Predictions for 9.29.25

Farm Shares & Fruit Boxes

Order by noon on Friday for delivery the following week.
Next week’s predicted contents list for delivery between
Monday, September 29, 2025 - Friday, October 3, 2025

Fruit Box

  • Shizuka Apples - Weaver’s Orchard
    • A Japanese variety prized for its large size, crisp texture, and mild sweetness.
    • They have a smooth yellow-green skin often blushed with red and a juicy, low-acid flavor that makes them especially refreshing.
    • Similar to Mutsu apples, Shizukas are excellent for fresh eating and hold up well in salads or cheese pairings.
  • Pixie Crisp Apples - Weaver’s Orchard
    • Smaller-sized variety known for its bright red skin, firm crunch, and tangy-sweet flavor.
    • Despite their petite size, they pack a big burst of juiciness, making them perfect for snacking.
    • Their crisp bite and balanced taste also make them a fun choice for lunch boxes or cheese boards.
  • Clementines
    • Tiny oranges in tuxedos—sweet, seedless, and so easy to peel it feels like cheating at fruit.

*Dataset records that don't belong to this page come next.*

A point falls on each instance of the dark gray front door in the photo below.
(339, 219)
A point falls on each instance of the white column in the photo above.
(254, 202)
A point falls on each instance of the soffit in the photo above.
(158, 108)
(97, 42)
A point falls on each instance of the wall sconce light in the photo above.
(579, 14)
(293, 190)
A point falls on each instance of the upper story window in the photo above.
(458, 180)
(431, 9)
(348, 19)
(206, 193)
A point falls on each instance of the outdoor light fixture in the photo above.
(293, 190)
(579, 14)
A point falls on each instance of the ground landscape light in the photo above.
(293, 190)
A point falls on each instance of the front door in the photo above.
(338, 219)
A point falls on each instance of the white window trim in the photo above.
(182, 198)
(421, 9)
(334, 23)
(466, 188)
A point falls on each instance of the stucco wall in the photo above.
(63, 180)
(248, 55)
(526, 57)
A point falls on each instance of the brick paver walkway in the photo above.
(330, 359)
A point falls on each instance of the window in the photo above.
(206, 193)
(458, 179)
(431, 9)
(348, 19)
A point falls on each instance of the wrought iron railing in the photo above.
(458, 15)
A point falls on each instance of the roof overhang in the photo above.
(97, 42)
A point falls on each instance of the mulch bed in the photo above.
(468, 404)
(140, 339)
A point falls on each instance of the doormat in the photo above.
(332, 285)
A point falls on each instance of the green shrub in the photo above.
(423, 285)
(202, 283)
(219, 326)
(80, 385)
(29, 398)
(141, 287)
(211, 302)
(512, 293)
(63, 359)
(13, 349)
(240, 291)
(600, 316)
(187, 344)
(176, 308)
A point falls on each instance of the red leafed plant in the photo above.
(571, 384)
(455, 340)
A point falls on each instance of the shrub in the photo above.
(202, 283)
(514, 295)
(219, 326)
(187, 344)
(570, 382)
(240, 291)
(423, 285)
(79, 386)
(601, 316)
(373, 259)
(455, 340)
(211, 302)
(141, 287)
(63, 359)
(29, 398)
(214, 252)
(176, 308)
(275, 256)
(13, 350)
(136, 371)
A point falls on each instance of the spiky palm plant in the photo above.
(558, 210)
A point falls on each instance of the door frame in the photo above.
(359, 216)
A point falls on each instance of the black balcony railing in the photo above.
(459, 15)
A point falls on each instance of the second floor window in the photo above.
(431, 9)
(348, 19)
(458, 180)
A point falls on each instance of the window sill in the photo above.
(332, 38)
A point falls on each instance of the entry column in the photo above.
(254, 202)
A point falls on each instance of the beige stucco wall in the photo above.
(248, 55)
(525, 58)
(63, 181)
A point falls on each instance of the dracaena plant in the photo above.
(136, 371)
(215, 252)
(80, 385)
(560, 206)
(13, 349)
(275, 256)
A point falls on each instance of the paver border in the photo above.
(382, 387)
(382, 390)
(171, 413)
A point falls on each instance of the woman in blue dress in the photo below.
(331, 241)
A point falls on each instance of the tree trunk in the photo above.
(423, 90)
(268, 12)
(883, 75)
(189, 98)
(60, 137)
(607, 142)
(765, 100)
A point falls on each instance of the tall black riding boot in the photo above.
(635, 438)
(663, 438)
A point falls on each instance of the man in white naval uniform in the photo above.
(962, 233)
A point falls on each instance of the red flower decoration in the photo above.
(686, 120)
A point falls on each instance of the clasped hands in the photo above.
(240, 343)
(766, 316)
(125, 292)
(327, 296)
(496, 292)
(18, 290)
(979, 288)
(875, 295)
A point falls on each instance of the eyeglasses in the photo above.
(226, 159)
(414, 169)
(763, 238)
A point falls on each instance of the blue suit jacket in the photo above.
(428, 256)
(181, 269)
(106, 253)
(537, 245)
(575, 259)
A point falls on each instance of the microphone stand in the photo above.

Regular Farm Share (Half Bushel Box)*

  • Delicata Squash
  • Carrots
  • Salad Mix
  • Cilatro
  • Boc Choi

*Farm Shares are sourced from Goose Lane Farm in Sinking Spring, PA

NOTE: This is a predicted list…items may change or be substituted.


Farm Share Recipe Suggestion:

Hearty Roasted Delicata Squash & Carrot Grain Bowl with Cilantro-Lime Dressing

Ingredients:

  • 1 Delicata squash, sliced into half-moons (seeds removed)
  • 3–4 carrots, cut into sticks
  • 2 tbsp olive oil
  • Salt & pepper to taste
  • 1 cup quinoa or brown rice (cooked)
  • 1 small head bok choy, chopped
  • 4 cups salad mix
  • 1 can chickpeas (15 oz), drained & rinsed
  • ¼ cup fresh cilantro, chopped
  • Juice of 1 lime
  • 1 tbsp honey (or maple syrup)
  • 1 tsp soy sauce
  • 2 tbsp olive oil (extra for dressing)

Instructions:

  1. Preheat oven to 400°F (200°C). Toss squash and carrots with olive oil, salt, and pepper. Roast 20–25 minutes until tender and caramelized.
  2. Spread chickpeas on the same tray (or a separate one), drizzle with a little olive oil, salt, and pepper. Roast 15–20 minutes until slightly crispy.
  3. In a small bowl, whisk lime juice, honey, soy sauce, and olive oil. Stir in chopped cilantro.
  4. In a large bowl, layer cooked quinoa/rice, salad mix, and bok choy. Top with roasted squash, carrots, and chickpeas.
  5. Drizzle with cilantro-lime dressing and toss just before serving.